The thing that’ll set Sabor apart is its upstairs asador, which opened last night: suckling pig and octopus; suits parties larger than two (which is the optimum number for the downstairs counter style); bookable; bound to be superb; can’t wait to try it.

Sabor — 35-37 Heddon St, Mayfair, W1B 4BR


Nuala

Absolutely heading back here. The concept is refreshingly simple: “we just want to cook good ingredients well and serve them to people in a comfortable environment”. And crucially, Nuala does that.

A rib of beef to share with dripping chips was of the very best quality — grassy, sweet, savoury and (this isn’t as trite or half-arsed as it seems) utterly bovine. Cooked over fire to a perfect, crusty medium-rare, it was bang on. But maybe more impressive than the food was the instant and intangible sense of hospitality and warmth that strikes the moment you walk in the door. It just feels good. Maybe it’s the faint hint of smoke, or generously spaced tables. More likely it’s that the people involved have worked in the best places and are putting what they’ve learned into practice.

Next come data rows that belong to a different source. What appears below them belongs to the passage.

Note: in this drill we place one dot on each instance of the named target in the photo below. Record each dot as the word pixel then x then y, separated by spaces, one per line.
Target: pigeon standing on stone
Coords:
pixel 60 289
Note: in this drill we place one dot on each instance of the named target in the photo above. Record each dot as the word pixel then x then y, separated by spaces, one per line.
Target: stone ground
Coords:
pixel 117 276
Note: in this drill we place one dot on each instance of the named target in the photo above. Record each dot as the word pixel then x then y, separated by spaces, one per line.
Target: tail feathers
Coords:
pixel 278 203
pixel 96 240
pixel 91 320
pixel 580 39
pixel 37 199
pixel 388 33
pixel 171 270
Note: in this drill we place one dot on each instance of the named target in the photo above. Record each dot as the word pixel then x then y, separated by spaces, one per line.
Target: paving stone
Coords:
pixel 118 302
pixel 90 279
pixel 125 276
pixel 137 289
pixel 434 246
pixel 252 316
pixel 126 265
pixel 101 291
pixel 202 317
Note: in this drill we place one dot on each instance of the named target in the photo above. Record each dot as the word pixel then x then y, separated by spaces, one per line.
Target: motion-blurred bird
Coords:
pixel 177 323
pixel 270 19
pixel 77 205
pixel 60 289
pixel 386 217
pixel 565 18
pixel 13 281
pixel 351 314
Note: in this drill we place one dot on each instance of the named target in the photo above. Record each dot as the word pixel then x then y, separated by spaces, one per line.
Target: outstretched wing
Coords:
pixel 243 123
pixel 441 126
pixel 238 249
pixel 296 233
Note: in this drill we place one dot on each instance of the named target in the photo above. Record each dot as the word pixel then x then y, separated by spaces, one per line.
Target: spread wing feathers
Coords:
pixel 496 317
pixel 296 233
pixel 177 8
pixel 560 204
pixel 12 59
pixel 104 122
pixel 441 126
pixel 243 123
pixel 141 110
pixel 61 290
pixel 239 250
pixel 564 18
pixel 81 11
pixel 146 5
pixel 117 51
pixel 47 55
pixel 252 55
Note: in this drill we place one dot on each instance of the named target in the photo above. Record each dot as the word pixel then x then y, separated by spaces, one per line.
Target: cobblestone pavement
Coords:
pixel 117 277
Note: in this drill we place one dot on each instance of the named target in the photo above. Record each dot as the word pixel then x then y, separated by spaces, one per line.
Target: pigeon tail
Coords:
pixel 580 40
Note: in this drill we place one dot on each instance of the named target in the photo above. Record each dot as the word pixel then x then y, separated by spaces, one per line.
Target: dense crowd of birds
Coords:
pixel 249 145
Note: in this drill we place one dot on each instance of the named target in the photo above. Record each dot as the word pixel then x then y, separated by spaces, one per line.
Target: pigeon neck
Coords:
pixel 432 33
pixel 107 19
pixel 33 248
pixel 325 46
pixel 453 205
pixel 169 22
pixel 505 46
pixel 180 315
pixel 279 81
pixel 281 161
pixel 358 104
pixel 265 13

Nuala — 70-74 City Rd, EC1Y 2BJ


Little Duck the Picklery

Over a couple of lunches I’ve eaten salt-beef-like ox tongue, superb cauliflower greens lashed with olive oil and anchovies, fatty mackerel cut by sharp pink rhubarb, thick pappardelle emboldened by a lush ragu, and a memorable hispi and bonito kimchi-style ferment. Among other things.

Basically, this Dalston Lane offshoot of Soho’s Duck Soup and London Field’s Raw Duck is lovely. The room’s laid out like a highly covetable home kitchen (albeit one with a massive concrete counter top, an impressive rack of natural wines, more pickles than most households could get through, plus a clutch of East Londoners sitting around demanding to be fed).

Little Duck the Picklery — 69 Dalston Ln, E8 2BF


Artichokes

In my head, globe artichokes are a summer thing — petals leisurely plucked and dunked into a flavoured butter or piquant vinaigrette, soft heart scooped out with a spoon and drenched in more of that dip, and crisp, cool rosé sipped between each suck and bite. Those must be Provencal artichokes, though, because the Italian ones appear to be peaking right now. And it ain’t nuffink like summer, is it?

This is an ingredient I mean to prepare for myself more often; every year I tell myself I should get in on the act and pair-down the big ones, deep fry the little fellas, or just whatever Rachel Roddy’s most recently prescribed from her kitchen in Rome. But I never do. My latest inspiration, which I’ll bookmark to recreate (but probably not get round to): Koya Bar’s artichoke sunomono — blanched and quartered baby artichoke hearts and thinly sliced, raw and so slightly bitter tops, both soaked in a light and sweet rice vinegar dressing, with strands of the ethereal herb shiso adding its hypnotic qualities. Bliss.